- Collected recipe data from website bigOven.com.
- Explore ingredients in recipes.
- Analyze recipe rating by Lasso & Random Forest.
- To do in future
Collected recipes data from bigOven.com. The recipe information includes the following.
| name | category | duration_cook | calorie | review | rating | photo numbers | serving_num | all ingredients & amount |
|---|
Below are some screenshots of the recipe webpage.
I wrote several R functions to visit each recipe webpage, download the text, extract the information that I need, clean the data and store them in a data frame for further exploration.
library(rvest) # Grab data from web
source("get_links.R") # get links function
source("modify_url_table.R") # modify url_table, add '?page=6' to visit more webpages
source("get_recipe.R") # get recipe from one url
source("get_all_recipes.R") # get recipe form a table of urls, return a list of recipe
source("convert_to_df.R") # convert recipe_list to a data frame
Below is an example of the data after extraction and data cleaning.

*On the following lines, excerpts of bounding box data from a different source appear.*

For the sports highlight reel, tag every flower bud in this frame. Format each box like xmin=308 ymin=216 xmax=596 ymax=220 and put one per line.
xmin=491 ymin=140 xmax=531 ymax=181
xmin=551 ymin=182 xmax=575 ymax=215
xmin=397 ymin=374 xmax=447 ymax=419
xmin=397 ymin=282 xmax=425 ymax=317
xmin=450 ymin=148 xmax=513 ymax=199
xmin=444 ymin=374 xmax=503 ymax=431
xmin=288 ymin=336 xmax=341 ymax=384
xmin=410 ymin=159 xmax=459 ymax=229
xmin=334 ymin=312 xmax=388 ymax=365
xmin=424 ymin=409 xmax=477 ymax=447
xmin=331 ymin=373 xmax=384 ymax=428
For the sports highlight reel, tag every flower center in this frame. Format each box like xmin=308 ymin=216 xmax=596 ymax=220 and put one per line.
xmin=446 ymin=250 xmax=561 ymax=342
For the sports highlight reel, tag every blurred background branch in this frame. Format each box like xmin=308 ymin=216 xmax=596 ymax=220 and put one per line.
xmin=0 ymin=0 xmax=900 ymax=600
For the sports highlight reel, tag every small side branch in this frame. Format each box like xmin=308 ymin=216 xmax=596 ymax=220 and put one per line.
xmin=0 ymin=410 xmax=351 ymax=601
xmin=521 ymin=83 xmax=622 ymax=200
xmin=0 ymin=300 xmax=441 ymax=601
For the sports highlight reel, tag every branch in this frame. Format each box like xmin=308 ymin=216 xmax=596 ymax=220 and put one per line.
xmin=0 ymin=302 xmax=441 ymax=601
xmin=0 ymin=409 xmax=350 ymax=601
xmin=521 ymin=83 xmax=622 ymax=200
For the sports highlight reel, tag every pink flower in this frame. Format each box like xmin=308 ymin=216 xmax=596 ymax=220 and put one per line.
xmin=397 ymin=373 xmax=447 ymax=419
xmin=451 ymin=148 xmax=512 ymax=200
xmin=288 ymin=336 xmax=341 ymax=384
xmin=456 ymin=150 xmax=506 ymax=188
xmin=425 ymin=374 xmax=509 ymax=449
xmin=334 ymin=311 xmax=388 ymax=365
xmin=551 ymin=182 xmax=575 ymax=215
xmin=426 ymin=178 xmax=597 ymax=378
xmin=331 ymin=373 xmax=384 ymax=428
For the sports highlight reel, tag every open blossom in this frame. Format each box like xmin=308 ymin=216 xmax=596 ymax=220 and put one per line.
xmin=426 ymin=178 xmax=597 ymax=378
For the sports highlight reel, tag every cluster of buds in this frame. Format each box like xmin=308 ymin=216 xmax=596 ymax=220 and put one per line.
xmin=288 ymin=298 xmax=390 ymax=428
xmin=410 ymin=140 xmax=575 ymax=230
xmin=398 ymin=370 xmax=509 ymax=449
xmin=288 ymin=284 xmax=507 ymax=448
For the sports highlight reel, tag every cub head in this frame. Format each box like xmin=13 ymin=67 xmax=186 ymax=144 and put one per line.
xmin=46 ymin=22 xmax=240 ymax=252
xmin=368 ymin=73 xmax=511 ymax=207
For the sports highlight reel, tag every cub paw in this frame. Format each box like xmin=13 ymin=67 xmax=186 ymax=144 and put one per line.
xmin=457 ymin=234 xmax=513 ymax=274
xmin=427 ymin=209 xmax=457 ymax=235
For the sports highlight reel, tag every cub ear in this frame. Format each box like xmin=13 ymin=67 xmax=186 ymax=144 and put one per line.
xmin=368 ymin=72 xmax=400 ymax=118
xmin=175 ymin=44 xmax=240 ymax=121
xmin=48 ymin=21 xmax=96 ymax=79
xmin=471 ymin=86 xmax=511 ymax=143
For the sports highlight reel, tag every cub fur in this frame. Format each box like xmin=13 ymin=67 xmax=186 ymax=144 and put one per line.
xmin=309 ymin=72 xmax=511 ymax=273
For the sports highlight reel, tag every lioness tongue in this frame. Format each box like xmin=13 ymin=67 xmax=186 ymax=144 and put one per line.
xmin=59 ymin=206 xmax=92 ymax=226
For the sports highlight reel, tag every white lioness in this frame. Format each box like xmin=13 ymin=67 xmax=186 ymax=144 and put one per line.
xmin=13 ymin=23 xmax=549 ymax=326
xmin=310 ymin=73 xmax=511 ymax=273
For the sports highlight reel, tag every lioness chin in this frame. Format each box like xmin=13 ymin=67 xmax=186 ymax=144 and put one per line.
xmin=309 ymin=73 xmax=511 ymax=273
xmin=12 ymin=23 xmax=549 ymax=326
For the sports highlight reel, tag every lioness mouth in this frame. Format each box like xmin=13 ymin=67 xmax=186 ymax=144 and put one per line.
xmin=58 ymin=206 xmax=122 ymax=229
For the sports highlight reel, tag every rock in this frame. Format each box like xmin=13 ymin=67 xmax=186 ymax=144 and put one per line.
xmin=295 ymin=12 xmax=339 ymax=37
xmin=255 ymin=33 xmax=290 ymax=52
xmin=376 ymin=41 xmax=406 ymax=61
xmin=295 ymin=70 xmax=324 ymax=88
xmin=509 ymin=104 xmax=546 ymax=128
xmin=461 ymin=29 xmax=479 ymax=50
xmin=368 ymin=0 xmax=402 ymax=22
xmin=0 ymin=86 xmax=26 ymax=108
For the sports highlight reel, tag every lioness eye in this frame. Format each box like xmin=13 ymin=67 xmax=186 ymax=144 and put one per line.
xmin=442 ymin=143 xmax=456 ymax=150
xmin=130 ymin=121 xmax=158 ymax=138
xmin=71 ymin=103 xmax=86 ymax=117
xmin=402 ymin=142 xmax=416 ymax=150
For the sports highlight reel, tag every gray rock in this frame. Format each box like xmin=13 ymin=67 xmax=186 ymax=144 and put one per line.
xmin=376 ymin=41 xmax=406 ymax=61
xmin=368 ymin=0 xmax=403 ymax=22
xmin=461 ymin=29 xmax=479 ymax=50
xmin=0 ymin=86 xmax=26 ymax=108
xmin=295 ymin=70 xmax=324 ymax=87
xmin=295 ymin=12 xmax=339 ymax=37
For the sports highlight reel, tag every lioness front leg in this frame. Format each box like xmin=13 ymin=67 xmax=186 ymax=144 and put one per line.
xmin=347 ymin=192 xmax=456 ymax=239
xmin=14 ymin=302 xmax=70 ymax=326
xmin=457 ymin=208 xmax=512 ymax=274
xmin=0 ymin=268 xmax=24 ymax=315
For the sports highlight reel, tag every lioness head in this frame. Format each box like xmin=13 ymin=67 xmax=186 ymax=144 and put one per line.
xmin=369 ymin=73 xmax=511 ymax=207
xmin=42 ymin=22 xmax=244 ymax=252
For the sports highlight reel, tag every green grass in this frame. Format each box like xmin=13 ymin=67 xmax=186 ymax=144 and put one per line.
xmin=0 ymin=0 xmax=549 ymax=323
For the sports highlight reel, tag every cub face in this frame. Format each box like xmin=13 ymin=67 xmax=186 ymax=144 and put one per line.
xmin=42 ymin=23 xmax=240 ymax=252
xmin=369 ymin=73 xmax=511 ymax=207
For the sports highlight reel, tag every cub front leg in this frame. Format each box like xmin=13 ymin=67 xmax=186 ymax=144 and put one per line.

| name | category | duration_cook | calorie_per_serving | review | rating | photo numbers | serving_num | Ribs | Black pepper | salt | Garlic | ...... |
|---|---|---|---|---|---|---|---|---|---|---|---|---|
| Apple Cider Ribs | Ribs | 4 | 1446 | 20 | 4.5 | 2 | 4 | 2 | 1 | 1 | 2 | ...... |
| Number of Recipes | Number of Ingredients |
|---|---|
| 6720 | 593 |
Present the relations of ingredients in network graphs. Each ingredient is a vertice in the network. Go through each recipe, connect all ingredients that appears in one recipe and increase the weight of links between them by 1. The picture below shows the network of all ingredients.
![]() |
|---|
| Image 1: Network of all ingredients |
As we can see in above graph, there are too many vertices and links in the network. Let's reduce the complexity of network, so we can see some meaningful relations between ingredients. Therefore, I deleted all links with weight less than 5, so we get the graph below.
![]() |
|---|
| Image 2: Network after deleting links with small weight |
Since some links are deleted, some vertices are isolated. In the connected graph, there are some large dots. They are some very commen ingredients. For example,
| salt | onion | garlic | pepper | olive.oil | black.pepper | butter | tomatoes | ...... |
|---|
Let's also delete them, since they doesn't provide much infrmation. Then we get the graph below.
![]() |
|---|
| Image 3: Network after deleting commen ingredients and isolate vertices |
| ID | 150 | 50 | 31 | 55 | 48 | 61 | 66 | ...... |
|---|---|---|---|---|---|---|---|---|
| INGREDIENT | parsley | thyme | sugar | parmesan | milk | egg | basil | ...... |
The size of the vertices represents the degree. So a large vertice means that the ingredient appears very frequently in recipes. The thickness of the lines represents the weights. So a thick line means the 2 ingredients appears very frequently in one recipe. For example, we can see parsley(150) and basil(66) are popular ingredients and always appear in one recipe.
To figure out what makes a high rating for recipe, I used lasso regression to explain rating variable using all other variables. Used cross validations to figure out the best penlty coefficient lambda. I got non-zero coefficients on the following variables. I got mean squre error of predicting rating on testing data, 0.36111 .
| category | review | rosemary | olive oil | milk | spaghetti.sauce | ...... |
|---|---|---|---|---|---|---|
| 0.0061786124 | 0.0049001031 | 0.0108121892 | 0.0091707927 | -0.0094320080 | -0.0059373417 | ...... |
![]() |
|---|
| Image 4: Lasso |
Used Random Forest to predict rating. Mean Squre Error of predicting rating on testing data, 0.30715, which is 15% better than Lasso method.
![]() |
|---|
| Image 5 |
Random forest works better in predicting rating than Lasso regression. I believe that is because that the relation between rating and other variables are not linear.
Start from one ingredient, then go to the next ingredient that has strongest connection with the original one; repeat the process until we get enough ingredients for one dish. For example,
| egg | -> | milk | -> | parmesan | -> | basil | -> | parsley | -> | mushrooms | -> | white wine |
|---|
My breakfast tomorrow!
Collect customers favourite recipe, compare it with all recipes in the database and find closet one as the recommendation.